Innovative Strategies in Health and Wellness Design
Promoting flexibility, choice, and control increases occupants' "sense of agency" in a space. This leads to higher engagement and better productivity.
The real innovation is taking wellness beyond compliance solutions, like random walkstations or scattered fake plants. Designing for well-being is moving beyond what looks good in favor of what works well. When designing to attract fresh talent, it can be tempting to fall into the trap of a millennial-friendly or Gen-Z-centric workplace. While there’s value in appealing to younger generations, taking a truly human-centered approach to the workplace means considering all user groups in design and operations. This might mean emphasizing natural light while simultaneously providing individually adjustable task lights or providing ergonomic tools and training to support employees on the job. Promoting adjustability, choice, and control through design and operations can increase occupants’ sense of agency, increasing interactions with the environment and leading to higher levels of engagement and productivity.
And lest anyone think well-being is just lip service for recruitment purposes, the research shows that supporting employee wellness helps engage and retain existing employees and decreases instances of absenteeism and presenteeism, mitigating risks to physical and mental health while contributing to positive organizational culture. Companies are increasingly using their spaces as extensions of identity and brand, creating environments that look good and make occupants feel good. The workplace is not just an empty space filled with desks; instead, the workplace can speak volumes about an organization, its mission and values, and its commitment to employees.
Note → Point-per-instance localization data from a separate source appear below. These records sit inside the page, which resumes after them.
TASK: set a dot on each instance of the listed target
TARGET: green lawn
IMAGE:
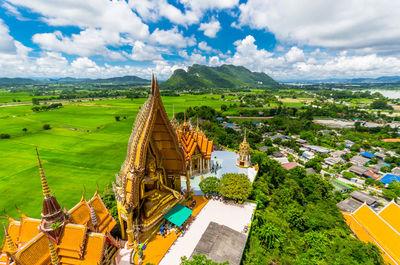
(71, 158)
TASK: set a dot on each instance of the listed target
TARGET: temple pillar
(129, 229)
(187, 181)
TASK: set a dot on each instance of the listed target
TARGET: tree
(235, 186)
(5, 136)
(209, 185)
(200, 260)
(380, 104)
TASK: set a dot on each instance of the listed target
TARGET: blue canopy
(367, 155)
(389, 178)
(178, 214)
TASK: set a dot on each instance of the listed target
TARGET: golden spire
(45, 186)
(53, 254)
(23, 216)
(197, 127)
(11, 247)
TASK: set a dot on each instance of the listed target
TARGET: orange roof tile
(105, 221)
(35, 252)
(29, 229)
(382, 233)
(391, 214)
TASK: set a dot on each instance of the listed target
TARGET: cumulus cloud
(87, 43)
(334, 24)
(143, 52)
(154, 10)
(172, 37)
(6, 41)
(211, 28)
(111, 16)
(204, 47)
(294, 55)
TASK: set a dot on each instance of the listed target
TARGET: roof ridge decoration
(53, 217)
(11, 247)
(55, 260)
(45, 185)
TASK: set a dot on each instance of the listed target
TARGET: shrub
(209, 185)
(235, 186)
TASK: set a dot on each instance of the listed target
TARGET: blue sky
(287, 39)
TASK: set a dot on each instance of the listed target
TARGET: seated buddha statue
(155, 194)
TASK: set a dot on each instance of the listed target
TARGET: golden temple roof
(152, 126)
(382, 229)
(81, 242)
(191, 140)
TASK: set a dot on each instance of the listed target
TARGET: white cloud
(12, 10)
(6, 41)
(111, 16)
(294, 55)
(143, 52)
(87, 43)
(172, 37)
(154, 10)
(204, 47)
(333, 24)
(214, 61)
(211, 28)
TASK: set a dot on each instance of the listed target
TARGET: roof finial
(11, 248)
(23, 216)
(45, 185)
(53, 254)
(83, 194)
(93, 216)
(10, 219)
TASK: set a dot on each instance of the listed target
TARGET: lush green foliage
(297, 221)
(210, 185)
(235, 186)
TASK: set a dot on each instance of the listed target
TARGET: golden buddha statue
(154, 192)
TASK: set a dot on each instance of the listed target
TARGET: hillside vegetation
(225, 76)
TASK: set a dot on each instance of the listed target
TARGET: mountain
(224, 76)
(17, 81)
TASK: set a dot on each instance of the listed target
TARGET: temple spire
(11, 247)
(197, 126)
(45, 185)
(55, 260)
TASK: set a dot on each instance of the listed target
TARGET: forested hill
(124, 80)
(224, 76)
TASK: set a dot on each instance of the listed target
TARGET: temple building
(196, 146)
(78, 236)
(244, 155)
(149, 183)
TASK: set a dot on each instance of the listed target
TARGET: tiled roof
(377, 228)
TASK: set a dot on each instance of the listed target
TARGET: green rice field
(84, 147)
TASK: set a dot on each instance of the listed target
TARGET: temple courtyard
(231, 219)
(226, 161)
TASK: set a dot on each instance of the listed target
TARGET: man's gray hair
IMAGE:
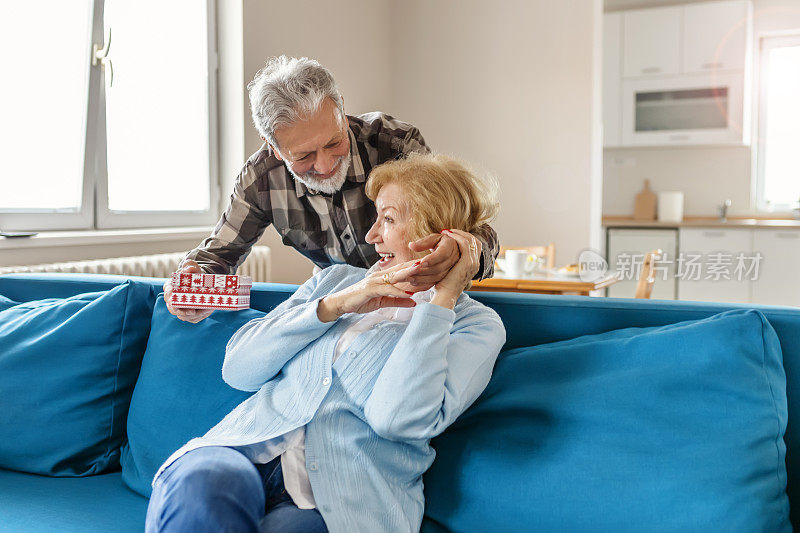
(288, 89)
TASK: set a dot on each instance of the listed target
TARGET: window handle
(100, 55)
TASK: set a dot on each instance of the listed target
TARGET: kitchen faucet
(723, 210)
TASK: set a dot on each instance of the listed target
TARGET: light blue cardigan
(370, 415)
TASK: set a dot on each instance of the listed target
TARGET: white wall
(707, 176)
(510, 87)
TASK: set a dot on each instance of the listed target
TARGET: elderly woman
(355, 373)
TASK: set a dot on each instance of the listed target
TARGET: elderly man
(308, 181)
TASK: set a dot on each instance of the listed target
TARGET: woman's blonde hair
(441, 192)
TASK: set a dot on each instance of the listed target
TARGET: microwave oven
(685, 110)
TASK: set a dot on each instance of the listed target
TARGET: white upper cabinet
(652, 42)
(777, 282)
(715, 36)
(612, 73)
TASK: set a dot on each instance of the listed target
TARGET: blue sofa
(103, 502)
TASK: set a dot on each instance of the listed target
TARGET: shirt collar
(355, 173)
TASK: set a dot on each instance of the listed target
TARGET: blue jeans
(216, 488)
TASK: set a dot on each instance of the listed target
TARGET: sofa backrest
(529, 319)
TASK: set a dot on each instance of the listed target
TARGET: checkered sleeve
(413, 142)
(239, 228)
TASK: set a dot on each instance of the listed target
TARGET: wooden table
(545, 284)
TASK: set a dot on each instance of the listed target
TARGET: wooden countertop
(702, 222)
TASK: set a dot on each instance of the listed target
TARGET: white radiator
(257, 265)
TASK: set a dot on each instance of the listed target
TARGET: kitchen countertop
(702, 222)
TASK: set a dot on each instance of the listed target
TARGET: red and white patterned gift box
(210, 291)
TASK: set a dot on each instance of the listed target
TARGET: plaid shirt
(325, 228)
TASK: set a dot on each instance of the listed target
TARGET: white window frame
(766, 43)
(93, 212)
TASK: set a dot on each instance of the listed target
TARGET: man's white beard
(328, 185)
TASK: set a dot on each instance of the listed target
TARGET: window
(109, 114)
(778, 157)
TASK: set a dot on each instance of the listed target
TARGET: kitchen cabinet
(701, 109)
(708, 260)
(626, 250)
(778, 280)
(715, 36)
(652, 41)
(612, 74)
(682, 73)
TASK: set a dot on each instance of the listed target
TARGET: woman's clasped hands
(382, 288)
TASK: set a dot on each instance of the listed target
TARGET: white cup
(516, 263)
(670, 206)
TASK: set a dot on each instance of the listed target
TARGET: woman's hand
(377, 290)
(453, 284)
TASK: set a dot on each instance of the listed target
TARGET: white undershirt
(293, 458)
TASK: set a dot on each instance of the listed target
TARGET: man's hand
(453, 284)
(188, 315)
(435, 266)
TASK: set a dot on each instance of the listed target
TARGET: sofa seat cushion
(32, 504)
(67, 371)
(671, 428)
(180, 393)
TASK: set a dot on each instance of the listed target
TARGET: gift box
(210, 291)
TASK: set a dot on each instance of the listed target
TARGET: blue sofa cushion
(180, 393)
(67, 371)
(671, 428)
(5, 303)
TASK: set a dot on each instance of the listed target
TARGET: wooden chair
(647, 276)
(548, 252)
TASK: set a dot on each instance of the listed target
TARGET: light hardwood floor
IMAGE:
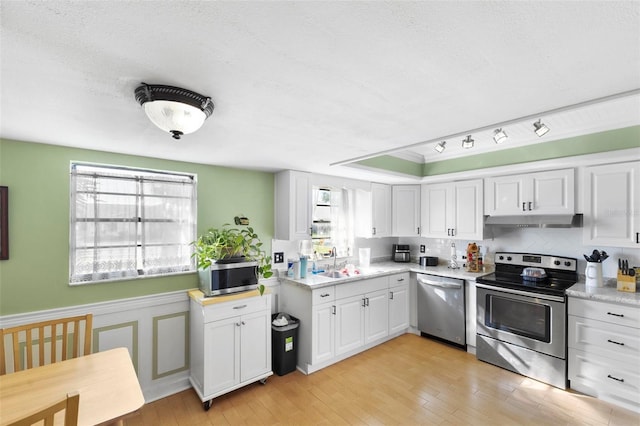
(406, 381)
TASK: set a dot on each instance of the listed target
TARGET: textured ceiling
(301, 85)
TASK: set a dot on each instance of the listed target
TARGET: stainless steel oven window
(518, 317)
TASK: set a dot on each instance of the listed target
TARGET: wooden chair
(46, 334)
(69, 405)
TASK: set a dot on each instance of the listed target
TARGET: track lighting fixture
(440, 146)
(499, 136)
(174, 110)
(540, 128)
(467, 142)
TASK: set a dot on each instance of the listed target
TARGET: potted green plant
(229, 244)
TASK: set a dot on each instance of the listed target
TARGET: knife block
(627, 283)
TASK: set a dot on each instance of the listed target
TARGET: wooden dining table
(106, 381)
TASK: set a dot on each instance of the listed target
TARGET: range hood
(536, 221)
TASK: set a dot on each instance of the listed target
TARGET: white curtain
(342, 221)
(126, 223)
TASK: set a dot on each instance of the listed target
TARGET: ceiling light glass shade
(467, 142)
(174, 110)
(440, 146)
(540, 128)
(500, 136)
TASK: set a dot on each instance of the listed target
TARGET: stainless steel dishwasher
(441, 308)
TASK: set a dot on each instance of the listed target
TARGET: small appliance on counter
(401, 253)
(428, 261)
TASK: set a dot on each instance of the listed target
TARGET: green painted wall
(36, 275)
(611, 140)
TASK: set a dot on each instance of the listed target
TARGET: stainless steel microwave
(225, 278)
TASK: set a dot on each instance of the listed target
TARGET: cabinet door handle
(615, 378)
Every organization seeks to increase engagement and productivity, but the associated solution might look different from one organization to another. Companies like Amazon and Google are known for bright, lively workplaces, filled with plant life and sound-absorbing havens, but these are far from universal solutions. Systems like WELL allow organizations to determine priorities and develop scalable solutions to target occupant well-being in their spaces. Involving stakeholders in key design and operations decisions can also allow organizations to target effective design and operational solutions.